Chapter Three applies the methodological advances fromt he first two chapters to isolate a corpus of Old Testament pseudepigrapha that are of Jewish origin beyond reasonable doubt. Chapter Four looks at six pseudepigrapha that are widely accepted to be Jewish compositions but for which, to a greater or lesser degree, the case for Jewish origins falls short of being convincing. The works of Philo of Alexandria and Flavius Josephus as well as the Old Testament Apocrypha are also considered briefly in Excurses to Chapters Three and Four. Chapter Five summarizes the book’s conclusions. (pp 8-9)

There follows a List of Works Cited, arranged by subject, Indexes of Modern Authors, of Foreign Words and Phrases, and of Primary Texts. Lastly there is a Contents: Detailed Table. Unfortunately, there is no subject index, the lack of which is becoming distressingly common in scholarly books these days.

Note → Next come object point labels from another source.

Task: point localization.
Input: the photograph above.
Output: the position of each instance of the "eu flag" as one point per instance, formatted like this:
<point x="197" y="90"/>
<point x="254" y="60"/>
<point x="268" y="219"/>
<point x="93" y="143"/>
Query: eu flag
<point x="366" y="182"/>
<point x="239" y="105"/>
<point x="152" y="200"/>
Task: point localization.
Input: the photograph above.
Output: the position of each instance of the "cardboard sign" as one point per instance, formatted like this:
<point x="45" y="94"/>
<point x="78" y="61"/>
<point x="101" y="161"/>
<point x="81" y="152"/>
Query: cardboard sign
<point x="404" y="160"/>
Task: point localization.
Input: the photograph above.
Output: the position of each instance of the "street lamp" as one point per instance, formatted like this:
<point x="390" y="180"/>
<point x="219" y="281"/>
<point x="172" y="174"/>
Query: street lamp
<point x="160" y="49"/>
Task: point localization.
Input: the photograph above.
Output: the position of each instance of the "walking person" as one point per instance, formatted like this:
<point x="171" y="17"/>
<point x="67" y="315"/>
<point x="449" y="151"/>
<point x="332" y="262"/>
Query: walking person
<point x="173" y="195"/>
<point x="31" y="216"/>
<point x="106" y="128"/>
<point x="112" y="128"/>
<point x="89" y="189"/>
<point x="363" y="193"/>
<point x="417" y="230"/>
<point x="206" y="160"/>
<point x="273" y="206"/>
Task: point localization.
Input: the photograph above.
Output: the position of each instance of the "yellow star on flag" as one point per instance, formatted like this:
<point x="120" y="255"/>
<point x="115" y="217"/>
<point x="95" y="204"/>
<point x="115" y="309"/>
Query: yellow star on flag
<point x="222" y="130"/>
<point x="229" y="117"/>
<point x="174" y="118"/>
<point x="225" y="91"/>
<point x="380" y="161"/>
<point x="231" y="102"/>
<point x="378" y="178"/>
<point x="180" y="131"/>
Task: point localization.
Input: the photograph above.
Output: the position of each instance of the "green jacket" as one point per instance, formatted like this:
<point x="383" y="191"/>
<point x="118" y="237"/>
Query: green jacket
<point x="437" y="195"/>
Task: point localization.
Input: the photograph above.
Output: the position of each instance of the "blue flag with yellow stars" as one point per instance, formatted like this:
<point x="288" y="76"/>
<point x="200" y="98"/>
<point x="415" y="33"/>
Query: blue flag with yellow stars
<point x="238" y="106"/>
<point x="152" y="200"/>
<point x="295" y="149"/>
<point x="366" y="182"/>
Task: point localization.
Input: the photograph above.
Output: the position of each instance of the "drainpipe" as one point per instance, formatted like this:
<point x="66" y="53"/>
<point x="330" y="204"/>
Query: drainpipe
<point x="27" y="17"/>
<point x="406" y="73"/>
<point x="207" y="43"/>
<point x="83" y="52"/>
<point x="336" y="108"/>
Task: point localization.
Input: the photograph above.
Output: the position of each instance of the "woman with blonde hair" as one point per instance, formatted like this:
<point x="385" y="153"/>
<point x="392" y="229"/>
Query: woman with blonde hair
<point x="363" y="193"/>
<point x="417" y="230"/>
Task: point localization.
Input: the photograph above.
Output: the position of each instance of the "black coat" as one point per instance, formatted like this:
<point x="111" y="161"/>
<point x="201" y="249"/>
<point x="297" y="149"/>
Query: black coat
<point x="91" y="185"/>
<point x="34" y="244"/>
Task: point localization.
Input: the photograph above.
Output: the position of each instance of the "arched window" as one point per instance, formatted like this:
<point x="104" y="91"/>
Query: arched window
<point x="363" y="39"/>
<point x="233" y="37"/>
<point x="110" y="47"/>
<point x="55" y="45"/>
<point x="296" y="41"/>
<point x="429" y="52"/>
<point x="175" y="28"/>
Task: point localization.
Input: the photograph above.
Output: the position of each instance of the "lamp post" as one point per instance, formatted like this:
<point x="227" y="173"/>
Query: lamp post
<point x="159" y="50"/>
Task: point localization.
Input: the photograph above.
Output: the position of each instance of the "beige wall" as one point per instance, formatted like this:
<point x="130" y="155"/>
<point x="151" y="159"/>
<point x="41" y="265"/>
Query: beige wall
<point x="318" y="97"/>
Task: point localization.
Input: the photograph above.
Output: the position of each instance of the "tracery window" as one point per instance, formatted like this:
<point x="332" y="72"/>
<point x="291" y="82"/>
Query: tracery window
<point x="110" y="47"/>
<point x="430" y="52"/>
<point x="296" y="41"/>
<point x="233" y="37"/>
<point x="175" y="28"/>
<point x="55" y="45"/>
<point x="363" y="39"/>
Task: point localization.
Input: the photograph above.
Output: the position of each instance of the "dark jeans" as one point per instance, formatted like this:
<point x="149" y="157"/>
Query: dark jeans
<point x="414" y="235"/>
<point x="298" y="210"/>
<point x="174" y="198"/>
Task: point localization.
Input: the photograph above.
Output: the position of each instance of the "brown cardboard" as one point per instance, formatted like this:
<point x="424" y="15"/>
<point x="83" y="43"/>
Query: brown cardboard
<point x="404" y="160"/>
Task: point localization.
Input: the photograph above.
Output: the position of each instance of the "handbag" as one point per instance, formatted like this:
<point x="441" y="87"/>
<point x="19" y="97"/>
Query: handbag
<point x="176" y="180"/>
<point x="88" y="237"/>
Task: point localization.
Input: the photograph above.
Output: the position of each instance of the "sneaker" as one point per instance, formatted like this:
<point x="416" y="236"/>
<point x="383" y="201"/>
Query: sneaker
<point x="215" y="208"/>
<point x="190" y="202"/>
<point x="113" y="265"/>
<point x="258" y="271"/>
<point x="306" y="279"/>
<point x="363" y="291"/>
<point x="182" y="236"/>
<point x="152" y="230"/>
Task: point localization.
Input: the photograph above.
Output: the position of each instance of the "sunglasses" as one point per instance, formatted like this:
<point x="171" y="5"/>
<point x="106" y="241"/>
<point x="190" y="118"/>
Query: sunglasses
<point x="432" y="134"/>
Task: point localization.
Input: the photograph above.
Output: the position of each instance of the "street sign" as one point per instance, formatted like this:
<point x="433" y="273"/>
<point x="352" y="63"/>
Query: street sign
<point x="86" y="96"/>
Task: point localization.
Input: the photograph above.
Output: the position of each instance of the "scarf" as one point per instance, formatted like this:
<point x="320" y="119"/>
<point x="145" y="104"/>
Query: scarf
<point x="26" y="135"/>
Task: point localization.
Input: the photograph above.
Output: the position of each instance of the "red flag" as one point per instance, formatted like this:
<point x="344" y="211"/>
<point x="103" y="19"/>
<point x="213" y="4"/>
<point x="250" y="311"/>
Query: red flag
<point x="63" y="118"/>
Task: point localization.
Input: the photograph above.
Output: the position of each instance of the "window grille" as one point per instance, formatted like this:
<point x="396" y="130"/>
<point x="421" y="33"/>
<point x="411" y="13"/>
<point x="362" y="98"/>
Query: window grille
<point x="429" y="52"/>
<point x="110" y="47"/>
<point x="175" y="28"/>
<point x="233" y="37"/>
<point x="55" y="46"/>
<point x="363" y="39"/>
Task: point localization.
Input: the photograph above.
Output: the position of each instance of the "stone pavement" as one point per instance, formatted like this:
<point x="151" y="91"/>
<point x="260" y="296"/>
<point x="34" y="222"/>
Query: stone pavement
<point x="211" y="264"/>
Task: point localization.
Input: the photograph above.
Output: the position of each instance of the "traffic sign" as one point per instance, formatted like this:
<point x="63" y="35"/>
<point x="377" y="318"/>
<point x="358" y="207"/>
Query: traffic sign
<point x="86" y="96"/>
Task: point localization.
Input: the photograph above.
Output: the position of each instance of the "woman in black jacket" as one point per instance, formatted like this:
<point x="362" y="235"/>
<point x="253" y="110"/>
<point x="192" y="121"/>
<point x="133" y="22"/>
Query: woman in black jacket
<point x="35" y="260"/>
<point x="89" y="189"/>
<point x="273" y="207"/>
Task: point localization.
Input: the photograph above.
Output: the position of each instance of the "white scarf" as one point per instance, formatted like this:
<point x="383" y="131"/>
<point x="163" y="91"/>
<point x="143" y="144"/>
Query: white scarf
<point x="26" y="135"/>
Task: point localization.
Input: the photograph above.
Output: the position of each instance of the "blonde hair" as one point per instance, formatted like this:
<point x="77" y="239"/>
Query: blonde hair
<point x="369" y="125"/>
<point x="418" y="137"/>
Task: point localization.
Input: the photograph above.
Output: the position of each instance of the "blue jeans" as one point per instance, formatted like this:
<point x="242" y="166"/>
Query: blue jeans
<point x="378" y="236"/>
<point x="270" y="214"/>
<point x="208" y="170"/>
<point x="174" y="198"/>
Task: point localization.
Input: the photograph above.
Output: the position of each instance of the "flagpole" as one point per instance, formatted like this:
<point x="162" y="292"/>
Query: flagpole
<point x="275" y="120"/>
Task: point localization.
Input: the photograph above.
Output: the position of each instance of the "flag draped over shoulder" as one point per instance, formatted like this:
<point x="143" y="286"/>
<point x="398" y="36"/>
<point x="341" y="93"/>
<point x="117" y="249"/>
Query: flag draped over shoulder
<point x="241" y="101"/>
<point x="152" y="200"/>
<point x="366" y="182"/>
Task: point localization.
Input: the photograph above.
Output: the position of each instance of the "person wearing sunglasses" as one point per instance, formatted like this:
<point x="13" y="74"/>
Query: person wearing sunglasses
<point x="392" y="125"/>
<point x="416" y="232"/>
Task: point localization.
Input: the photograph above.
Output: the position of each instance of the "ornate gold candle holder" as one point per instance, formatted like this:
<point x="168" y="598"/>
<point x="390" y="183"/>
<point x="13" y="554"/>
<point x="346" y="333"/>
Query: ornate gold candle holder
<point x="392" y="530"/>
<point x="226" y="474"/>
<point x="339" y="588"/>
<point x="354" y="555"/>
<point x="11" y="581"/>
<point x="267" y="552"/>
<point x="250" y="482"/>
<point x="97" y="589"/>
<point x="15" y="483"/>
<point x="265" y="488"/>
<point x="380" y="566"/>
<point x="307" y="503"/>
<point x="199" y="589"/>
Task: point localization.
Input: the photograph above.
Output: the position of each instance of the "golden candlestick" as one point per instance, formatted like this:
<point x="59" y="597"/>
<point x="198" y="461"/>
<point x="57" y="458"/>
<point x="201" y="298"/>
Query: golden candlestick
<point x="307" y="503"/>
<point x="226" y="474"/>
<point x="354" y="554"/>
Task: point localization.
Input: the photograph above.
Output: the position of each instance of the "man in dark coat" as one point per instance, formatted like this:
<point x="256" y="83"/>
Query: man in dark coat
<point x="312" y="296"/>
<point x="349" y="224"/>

In the first eight sections of Chapter One, dealing with the wide variety of possible authorial communities, Davila ably explodes the myth of a mere duality of options, Jewish or Christian. There were several kinds of Jews, several kinds of Christians, and several kinds of other groups sympathetic to either or both, much as there are today, any of which might have possessed people of sufficient education to have taken it in hand to produce a pseudepigraphon. In section nine of Chapter One, pages 64 to 71, Davila lists the signature features of boundary-maintaining Jewish groups (I wasn’t able, due to the lack of a subject index, to locate the corresponding list of signature features of boundary-maintaining Christian groups; suffice it to say it is not in this chapter), and proceeds to describe how the groups and these criteria might then combine to present us with different possibilities for authorship, undoubtedly several of which describe the origins of the pseudepigrapha we have. Chapter Two then presents some Christian works which show that Christians authors could and indeed did write on occasion extended pieces which contain no Christian signature features. Chapters One and Two are the meat of the book, where Davila elaborates his theory very convincingly. The following chapters, as described above, proceed to apply his developed methodology to various works, with the determination of some as Jewish Pseudepigrapha in CHapter Three (Aristeas to Philocrates, Second Baruch, The Similitudes of Enoch, Fourth Ezra, and others. Chapter Four presents “Some Pseudepigrapha of Debatable Origin”, which are Sibylline Oracles Books 3 and 5, Joseph and Aseneth, The Testament of Job, and several others.

This is a very helpful and important book that deserves wider readership. One can only hope that a more affordable paperback edition will soon appear so that Davila’s methodology will become more widespread. His development of each of the components of the methodology is entirely thorough and convincing, so that in coming to its application in regards to specific works, it feels almost like a letdown, it’s so simple. This is the sign of a truly well-developed theorem: a highly developed theoretical foundation is masked by an elegant method easily applied. Many thanks to Professor Davila!


  1. After a bit of hunting, I did manage to find the Christian signature features described in footnote 109 page 64: “…Christian signature features are somewhat more straightforward and would include such things as favorable mention of Jesus, the virgin birth, the crucifixion, the resurrection, the church, and the apostles; hostile references to the falling away of the Jews; and quotation from or clear allusion to the New Testament or other early Christian literature.”

    Jewish signature features are listed on page 65 (paraphrased for brevity):
    1.) A work with substantial Jewish content and strong internal evidence for having been authored in pre-Christian times.
    2.) Compelling evidence that a work was translated from a Hebrew original.
    3.) Sympathetic concern with the Jewish sacrificial cult, priesthood, temple, ritual purity, etc.
    4.) Sympathetic concern with Torah and halakhah.
    5.) Concern with Jewish national/ethnic interests.

    These Christian and Jewish signature features are, in the methodology developed in Davila’s book, key to the methodology’s success. They certainly will bear further contemplation. I’ll likely revisit them in the not too distant future.